I am aware that Randomousecrap recently did an extensive tutorial on this topic, and i have not tried it just yet, but i will show you how to implement easy collision in just about 4 lines of code. This collision if practically perfect and can be applied to pretty much any type of 2d game, from RPGs to Platformers. The only thing that i will say is somewhat buggy is outer corners of tiles, but it’s super minimal and unnoticeable with actual gameplay. We will be using a sprite for the player and BG tiles & layers for what we be colliding with.
The Basics
You will be using a sprite of any size for this to work, it does not matter the size just requires some number adjusting which is not hard. BG tiles will act as our map, realistically you only need one layer for this but if you want to have a layer in which the player may interact with things that works with this too, just some modifications to it will be optimal. We want the sprite to collide with BG tiles, so we just have to check the BG tiles where the player is in screen coordinates.
The code
So we have to use the BGGET command, that is not too hard. It’s syntax is BGGET(Layer#, Screen X, Screen Y[, Coordinate system flag]) For Layer# choose the layer with all he stuff you want the player to collide with. Screen X and Screen Y is where the player is in screen coordinates (0-399,0-239). And set Coordiante system flag to one, this tells the system to check screen coordinates not any other type of coordinates. It sholuld something like:
BGGET(1,200,120,1)
We are saying “Detect BG tiles in the center of the screen”

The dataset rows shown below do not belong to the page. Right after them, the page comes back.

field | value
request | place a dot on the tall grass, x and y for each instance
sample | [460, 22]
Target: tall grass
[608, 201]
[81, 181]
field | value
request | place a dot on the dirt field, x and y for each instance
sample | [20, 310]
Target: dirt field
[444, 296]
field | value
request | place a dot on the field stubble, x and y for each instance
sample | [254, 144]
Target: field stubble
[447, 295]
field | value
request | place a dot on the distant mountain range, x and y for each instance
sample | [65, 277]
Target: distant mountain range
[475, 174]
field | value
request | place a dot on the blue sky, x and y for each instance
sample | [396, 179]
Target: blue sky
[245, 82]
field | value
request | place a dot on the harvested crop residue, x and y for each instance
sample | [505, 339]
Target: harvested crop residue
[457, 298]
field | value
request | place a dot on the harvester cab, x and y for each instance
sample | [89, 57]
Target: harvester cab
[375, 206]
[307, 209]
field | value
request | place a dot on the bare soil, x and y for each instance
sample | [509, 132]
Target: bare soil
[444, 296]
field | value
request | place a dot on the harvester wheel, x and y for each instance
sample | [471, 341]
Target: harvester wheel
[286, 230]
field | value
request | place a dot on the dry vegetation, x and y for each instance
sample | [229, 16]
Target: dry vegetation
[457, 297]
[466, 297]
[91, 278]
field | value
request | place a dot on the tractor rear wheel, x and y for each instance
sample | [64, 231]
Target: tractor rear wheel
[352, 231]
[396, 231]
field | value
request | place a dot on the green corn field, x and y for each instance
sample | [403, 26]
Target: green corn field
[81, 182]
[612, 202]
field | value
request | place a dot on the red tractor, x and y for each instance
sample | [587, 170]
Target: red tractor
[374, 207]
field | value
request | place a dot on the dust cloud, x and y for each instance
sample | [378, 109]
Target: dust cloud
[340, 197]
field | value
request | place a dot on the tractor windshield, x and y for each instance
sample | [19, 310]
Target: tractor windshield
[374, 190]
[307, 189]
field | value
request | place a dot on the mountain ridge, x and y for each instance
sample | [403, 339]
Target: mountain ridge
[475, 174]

Now we must put this into an IF statement. This will ask the system every frame if there is a BG tile here on layer# do this.
IF BGGET(1,200,120,1) THEN
Now if we detect something in the center of the screen ( making our statement true ) we can tell it to do something.Now before we go further we must understand we have to make collission for every side of the Layer, so we can have collission around all sides of the tiles.I find the sweet spot is to add or subtract 7 from the X or the Y coordinate in the BGGET command. For this portion of the collision i will be using collision for the top of the BG tiles, but it is applicable to all sides of the tile.
For adding/subtracting 7 from the BGGET command here is a quick guide showing you where you should add and subtract 7 as well as if your going to do so on the X or the Y:
TOP:
BGGET(Layer#,X,Y+7,1)
BOTTOM:
BGGET(Layer#,X,Y-7,1)
RIGHT:
BGGET(Layer#,X+7,Y,1)
LEFT:
BGGET(Layer#,X-7,Y,1)
Ok now let’s add in what will happen when there is a tile within the coordinates we have set on our screen.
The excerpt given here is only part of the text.